Pastor afirmou em podcast que suas performances icônicas de astronauta a acrobacias foram intencionais para libertar fiéis da rigidez religiosa

Por Caio Rangel • Publicado em 17/04/2026 às 10h00
Pastor Carlos Moyses prega em púlpito durante culto, segurando microfone, com bateria ao fundo.
Carlos Moyses ministra durante culto com banda ao fundo. (Foto: Reprodução)

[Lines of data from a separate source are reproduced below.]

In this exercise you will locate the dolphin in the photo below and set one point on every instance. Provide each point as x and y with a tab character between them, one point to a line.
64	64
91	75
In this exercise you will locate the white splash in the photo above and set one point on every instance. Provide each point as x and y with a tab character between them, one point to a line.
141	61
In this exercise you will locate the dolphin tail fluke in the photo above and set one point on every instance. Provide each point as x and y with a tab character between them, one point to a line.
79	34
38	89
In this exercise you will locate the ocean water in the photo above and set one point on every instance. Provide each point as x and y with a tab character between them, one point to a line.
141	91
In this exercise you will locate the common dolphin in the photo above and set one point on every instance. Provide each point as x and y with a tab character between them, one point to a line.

SANTO ANDRÉ  (SP) — Carlos Moysés , a voz inconfundível e o mentor criativo do conjunto Voz da Verdade, voltou a ser assunto nas redes sociais após comentar, em um podcast recente, a filosofia por trás de suas apresentações.

Conhecido por quebrar protocolos e levar o público ao êxtase com performances inusitadas, o pastor revelou que sua “irreverência” nunca foi fruto do acaso, mas sim uma ferramenta pedagógica para mostrar que a vida cristã pode ser leve, livre e divertida.

O “Astronauta” e o Moonwalker da Terceira Idade

Um dos momentos mais lembrados pelos fãs ocorreu no DVD Espelhos, quando Carlos, vestido com um traje completo de astronauta, desceu do palco para dançar no meio do público.

O “moonwalker da terceira idade” deixou seguranças atônitos e a plateia em choque, mas para Moysés , era uma forma de romper a barreira entre o altar e o povo.

No DVD Quando Deus Se Cala, ele manteve a tradição ao desfilar em um “trenzinho” pelo ginásio, em uma clara alusão lúdica ao clássico Trem das Sete.

Voos, Bananeiras e o Som do Hagrid

A criatividade de Carlos Moysés não conhece limites físicos. No DVD Somos Mais Que Vencedores, ele utilizou cabos de aço para “voar” durante a canção “Crente Não Morre Na Praia”.

Já no projeto Ainda Estou Aqui, a empolgação atingiu o ápice quando o pastor plantou uma bananeira em pleno palco. “Eu queria realmente cutucar os crentes para que entendessem que tem como ser livre na presença de Deus”, explicou o cantor sobre as performances “doidonas” que incluem até deitar no chão durante a música “Som do Hagrid”.

Carlos Moysés permanece como um visionário que antecipou a “espetacularização” do evangelismo, mas com um diferencial: a manutenção de letras profundamente teológicas sob uma casca de entretenimento puro.

Suas performances icônicas deixaram de ser apenas “loucura” para serem reconhecidas como atos de liberdade ministerial que marcaram gerações de fiéis que buscavam uma fé menos engessada.